I've seen the tombstone of
Lucilla Smith in Goring churchyard, but I don't know _for a fact_
that Lord Goring was the father of Lucilla's son (who was killed in
the war). I guess he was, from this and that, from what Mrs. Legg
told me, and what I overheard at the Sterns'. If he wasn't, then he
has only himself to thank for the wrong assumption: I mean, from his
goings-on.
Then again, the Clementses, who live at the Grange. I feel
instinctively they are _nice_ people, but I haven't the least idea
who _she_ was and how _he_ made his money, though from his acreage
and his motors I am entitled to assume he has a large income. She
seems to know a lot about Spain; but I don't feel encouraged to ask
her: "Was your father in the wine trade? Is _that_ why you know
Xeres so well?" Clements himself has in his study an enlarged
photograph of a handsome woman with a kind of mourning wreath round
the frame--beautifully carved. Is it the portrait of a former wife?
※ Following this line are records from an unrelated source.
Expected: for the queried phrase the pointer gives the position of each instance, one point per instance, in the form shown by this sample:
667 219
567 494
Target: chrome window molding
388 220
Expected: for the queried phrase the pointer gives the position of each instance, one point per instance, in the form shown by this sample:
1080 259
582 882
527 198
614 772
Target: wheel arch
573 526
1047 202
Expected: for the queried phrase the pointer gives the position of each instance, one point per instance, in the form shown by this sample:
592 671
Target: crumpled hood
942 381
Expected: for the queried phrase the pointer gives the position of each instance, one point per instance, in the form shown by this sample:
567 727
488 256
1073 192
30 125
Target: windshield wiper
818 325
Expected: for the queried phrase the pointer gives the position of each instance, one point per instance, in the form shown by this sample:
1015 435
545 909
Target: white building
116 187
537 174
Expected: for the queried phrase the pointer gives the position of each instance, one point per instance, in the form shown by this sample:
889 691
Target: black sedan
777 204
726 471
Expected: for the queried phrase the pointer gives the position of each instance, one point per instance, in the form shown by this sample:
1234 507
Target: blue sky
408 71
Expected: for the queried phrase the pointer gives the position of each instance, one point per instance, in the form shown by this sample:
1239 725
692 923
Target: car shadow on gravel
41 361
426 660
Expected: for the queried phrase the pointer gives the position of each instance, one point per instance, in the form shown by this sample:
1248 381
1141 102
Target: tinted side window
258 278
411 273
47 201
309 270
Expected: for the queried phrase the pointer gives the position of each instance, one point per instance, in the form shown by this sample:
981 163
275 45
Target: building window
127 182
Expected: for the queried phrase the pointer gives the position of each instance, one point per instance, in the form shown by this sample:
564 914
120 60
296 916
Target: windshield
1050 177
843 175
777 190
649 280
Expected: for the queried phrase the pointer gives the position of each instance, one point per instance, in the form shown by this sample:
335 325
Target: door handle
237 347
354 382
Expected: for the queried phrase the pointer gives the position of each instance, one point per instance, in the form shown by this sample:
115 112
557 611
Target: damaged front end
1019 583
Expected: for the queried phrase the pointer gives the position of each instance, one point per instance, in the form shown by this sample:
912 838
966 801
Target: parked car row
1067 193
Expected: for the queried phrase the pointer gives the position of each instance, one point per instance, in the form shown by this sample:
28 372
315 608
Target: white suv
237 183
Or of a sister who committed suicide? Or was it merely bought in
Venice for the sake of the carving? Perhaps I shall know some
day--if it matters. In a moment of expansion during the Railway
Strike, Mrs. Clements will say: "_That_ was poor Walter's first. She
died of acute dyspepsia, poor thing, on their marriage tour, and was
buried at Venice. Don't ever allude to it because he feels it so
dreadfully.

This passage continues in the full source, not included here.